Is it reasonable to translate this as "It is hot today"? Maybe it means the same thing but would be written another way?
I got the audio, and it sounded like a question, so I wrote ‘Estas varma tago?’. Duolingo pretty much ignores punctuation, so I got it right, but …
If this was a question, how would you write that? Would my answer be correct in that case?
Thanks! (I've gotten farther and I know that now, but thanks for answering anyway.)
It depends whether you say how the day is or how it is today. Estas varmE hodiaŭ ;)
Yes, because the "it" in the English sentence "It is a warm day" is a dummy subject. It doesn't actually mean anything, it's just there to follow the grammar rules. What the sentence really means is "The day is warm".
We don't use dummy subjects in Esperanto, so we just say "Estas varma tago".
Only use "ĝi" where you could replace it with a noun. The 'it' must be a real thing you can give a name to. "Ĝi estas bela" (It is beautiful - meaning a specific thing, like a vase, or a cat, or a piece of music).
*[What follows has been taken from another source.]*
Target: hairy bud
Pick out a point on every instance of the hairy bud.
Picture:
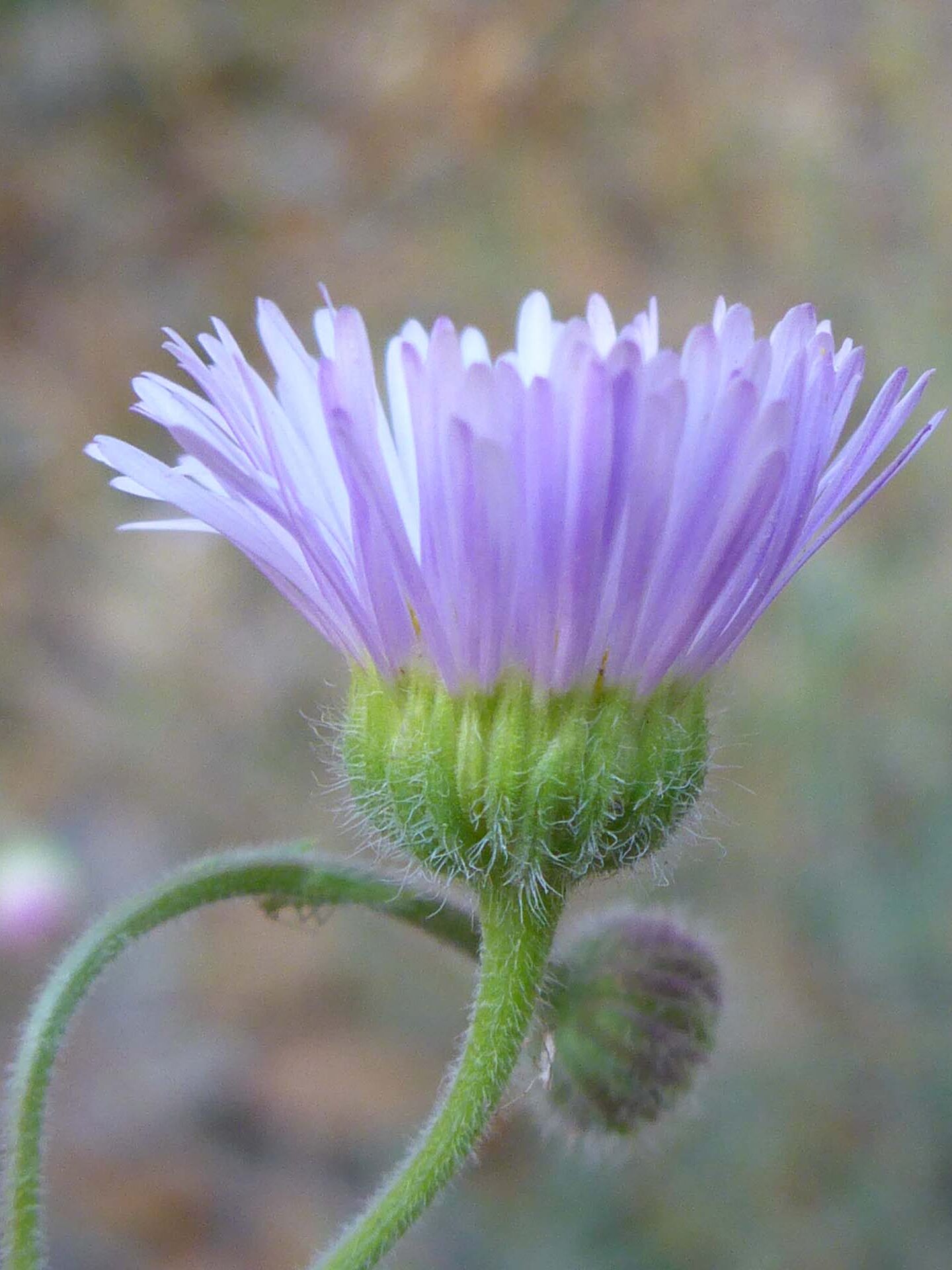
(629, 1024)
(521, 785)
The dictionary hints as "a day, day", when real translation is "today".... :|
Hodiaŭ means "today", whereas tago could be any day.
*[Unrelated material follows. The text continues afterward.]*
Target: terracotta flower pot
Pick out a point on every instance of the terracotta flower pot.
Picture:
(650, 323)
Estas varma vintra tago = It's a warm winter day
This sentence keeps confusing me because "Estas" is first. Wouldn't you say, "Gi estas varma tago." ?
The "it" in English doesn't actually refer to anything; it's a placeholder. You can't replace "it" with the proper noun without changing some aspect of meaning, so Esperanto doesn't use that subject-placeholder. You could say "Ĉi-tago estas varma tago" but that is awkward and clunky, so that's why there's no subject in those kind of sentences. You could only use "ĝi" if you were referring to a specific day. "La 1a de Julio estas morgaŭ" "Jes, ĝi estos varma tago."
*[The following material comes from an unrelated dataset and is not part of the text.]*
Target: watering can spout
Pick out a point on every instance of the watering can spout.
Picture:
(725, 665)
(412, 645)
I barely know what you're saying because I am not that high up, but I think what you mean, basically, is that how we use "it" in English is different in Esperanto
Basically yes. Weather might be a better example. In English you say "It's raining", but what is actually raining? The "it" doesn't mean anything but English rules mean you need to include the word. In Esperanto you say "Pluvas", because present tense + rain is enough.
Couldnt this also be "today is hot" rather than "today is warm" since varma is listed as both? It makes it hard to kniw which to write when it does this.